Rob Dobson, Senior Economist at Markit and author of the UK Manufacturing PMI, said: "An improvement in the UK Manufacturing PMI for the first time since May's 15-year high will provide reassurance that manufacturing remained a driver of UK economic growth at the start of the final quarter. Rates of expansion in output and new orders strengthened following the sharpest gain in new export orders for five months, with the export performance of intermediate and investment goods producers especially robust.

"Looking ahead, business confidence, private investment spending and exports will be important to sustaining the recovery as growth derived from the public sector and consumers is hit by austerity measures and rising job insecurity. To this end, the October rebound in investment goods production and a sharp increase in manufacturing job creation provide early positive portents."
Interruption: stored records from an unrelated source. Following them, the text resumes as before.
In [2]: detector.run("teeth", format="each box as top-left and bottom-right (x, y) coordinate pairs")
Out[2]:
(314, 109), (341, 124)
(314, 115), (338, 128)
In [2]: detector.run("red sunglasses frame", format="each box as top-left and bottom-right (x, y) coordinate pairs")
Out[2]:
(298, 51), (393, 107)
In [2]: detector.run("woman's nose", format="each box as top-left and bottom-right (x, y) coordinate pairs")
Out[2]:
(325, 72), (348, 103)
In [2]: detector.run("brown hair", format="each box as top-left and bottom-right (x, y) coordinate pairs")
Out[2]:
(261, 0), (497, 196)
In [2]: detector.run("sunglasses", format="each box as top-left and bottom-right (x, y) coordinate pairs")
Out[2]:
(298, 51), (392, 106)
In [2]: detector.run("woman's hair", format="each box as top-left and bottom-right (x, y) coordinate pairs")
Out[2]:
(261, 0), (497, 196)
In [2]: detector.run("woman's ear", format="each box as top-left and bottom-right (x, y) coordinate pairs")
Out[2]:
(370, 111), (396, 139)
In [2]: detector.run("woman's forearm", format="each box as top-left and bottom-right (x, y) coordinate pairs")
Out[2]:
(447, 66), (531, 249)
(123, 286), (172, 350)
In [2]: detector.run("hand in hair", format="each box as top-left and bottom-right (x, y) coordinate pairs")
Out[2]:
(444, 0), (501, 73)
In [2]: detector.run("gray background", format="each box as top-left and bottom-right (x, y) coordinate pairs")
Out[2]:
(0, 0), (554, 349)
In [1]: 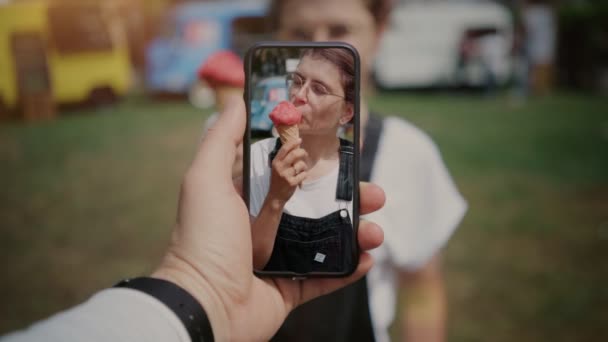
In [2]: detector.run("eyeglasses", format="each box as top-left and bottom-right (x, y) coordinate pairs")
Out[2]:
(286, 72), (344, 99)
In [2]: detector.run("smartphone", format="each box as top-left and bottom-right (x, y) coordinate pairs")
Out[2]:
(243, 42), (360, 279)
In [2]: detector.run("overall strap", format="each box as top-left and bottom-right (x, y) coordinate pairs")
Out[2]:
(336, 138), (355, 201)
(271, 115), (382, 342)
(268, 138), (283, 169)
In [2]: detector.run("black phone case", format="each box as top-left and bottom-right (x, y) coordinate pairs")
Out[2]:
(243, 41), (361, 280)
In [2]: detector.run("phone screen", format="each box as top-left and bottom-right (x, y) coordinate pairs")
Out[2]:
(243, 43), (359, 277)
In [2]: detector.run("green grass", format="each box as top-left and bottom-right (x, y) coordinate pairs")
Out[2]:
(0, 93), (608, 341)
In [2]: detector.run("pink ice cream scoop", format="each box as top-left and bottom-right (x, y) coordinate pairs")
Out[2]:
(269, 101), (302, 144)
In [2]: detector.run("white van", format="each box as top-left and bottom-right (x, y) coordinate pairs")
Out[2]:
(374, 0), (513, 89)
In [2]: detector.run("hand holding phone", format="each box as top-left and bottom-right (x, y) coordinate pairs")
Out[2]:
(243, 43), (359, 278)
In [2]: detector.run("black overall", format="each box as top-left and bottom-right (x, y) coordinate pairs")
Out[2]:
(271, 115), (383, 342)
(264, 139), (354, 273)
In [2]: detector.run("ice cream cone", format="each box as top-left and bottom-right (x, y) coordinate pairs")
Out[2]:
(277, 125), (300, 145)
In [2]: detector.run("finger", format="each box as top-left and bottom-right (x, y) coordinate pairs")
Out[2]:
(359, 182), (386, 215)
(357, 220), (384, 251)
(187, 96), (247, 186)
(275, 138), (302, 160)
(293, 160), (308, 175)
(283, 148), (308, 166)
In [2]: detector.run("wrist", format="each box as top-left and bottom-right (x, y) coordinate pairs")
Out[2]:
(150, 255), (230, 341)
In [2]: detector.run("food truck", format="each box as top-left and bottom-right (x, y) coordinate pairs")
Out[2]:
(0, 0), (131, 119)
(146, 0), (268, 107)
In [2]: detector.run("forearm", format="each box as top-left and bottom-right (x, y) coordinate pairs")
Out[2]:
(0, 289), (190, 342)
(251, 196), (285, 269)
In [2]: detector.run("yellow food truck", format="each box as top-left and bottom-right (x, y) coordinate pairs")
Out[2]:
(0, 0), (131, 118)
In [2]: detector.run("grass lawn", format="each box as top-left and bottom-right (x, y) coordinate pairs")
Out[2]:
(0, 93), (608, 341)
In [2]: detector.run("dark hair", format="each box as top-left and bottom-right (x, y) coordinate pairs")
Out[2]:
(300, 48), (355, 104)
(267, 0), (393, 31)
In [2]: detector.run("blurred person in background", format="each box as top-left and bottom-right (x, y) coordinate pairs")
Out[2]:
(269, 0), (467, 341)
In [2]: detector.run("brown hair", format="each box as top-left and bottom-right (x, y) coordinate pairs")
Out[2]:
(300, 48), (355, 104)
(267, 0), (393, 32)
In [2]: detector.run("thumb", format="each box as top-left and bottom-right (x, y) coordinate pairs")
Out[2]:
(190, 96), (247, 184)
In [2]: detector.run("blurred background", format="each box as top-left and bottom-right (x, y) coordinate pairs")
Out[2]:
(0, 0), (608, 341)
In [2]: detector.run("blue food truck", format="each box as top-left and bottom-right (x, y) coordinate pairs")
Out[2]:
(146, 0), (268, 103)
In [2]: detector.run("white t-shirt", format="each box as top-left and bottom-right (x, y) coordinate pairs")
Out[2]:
(366, 117), (467, 342)
(249, 138), (353, 219)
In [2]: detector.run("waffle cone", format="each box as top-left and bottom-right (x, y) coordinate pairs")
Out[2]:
(277, 125), (300, 145)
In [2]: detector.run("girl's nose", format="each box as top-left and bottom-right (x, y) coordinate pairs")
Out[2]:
(293, 86), (308, 106)
(312, 27), (329, 42)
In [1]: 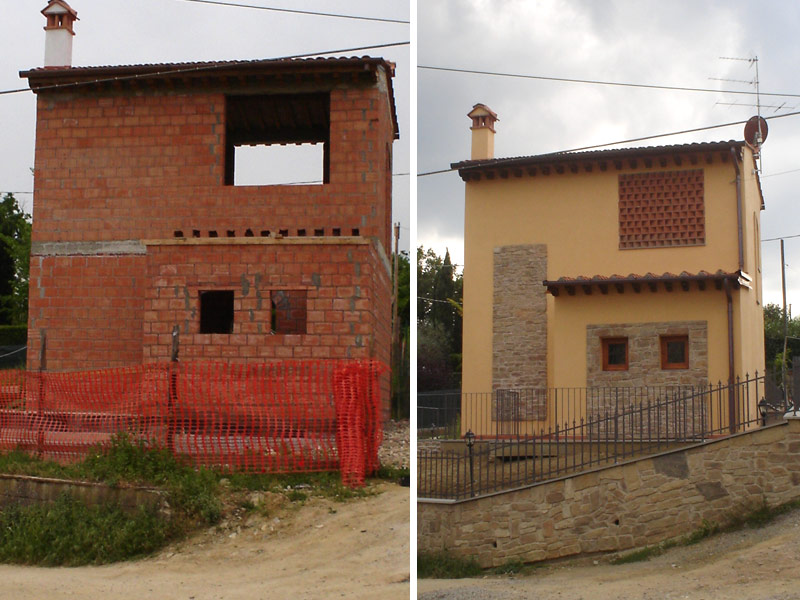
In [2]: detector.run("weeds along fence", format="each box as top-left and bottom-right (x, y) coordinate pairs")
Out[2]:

David Noble, Chief Executive Officer at the Chartered Institute of Purchasing & Supply, added:  "Exports are very much the engine of growth within manufacturing at the moment. Whilst it is very positive to see the sector expanding strongly again, it's difficult to predict the impact of fluctuations in export markets so the recovery may continue to be bumpy. What is clear is that manufacturing looks set to drive further GDP growth in Q4.

"New orders are providing manufacturing purchasers with a mandate to increase activity and hire new staff, but inevitably, there will be hard graft ahead as pressure on supply chains remains a big concern. The increased buying activity happening now is calculated to replace depleted stock and avoid expected input price increases, which are already passed on to customers."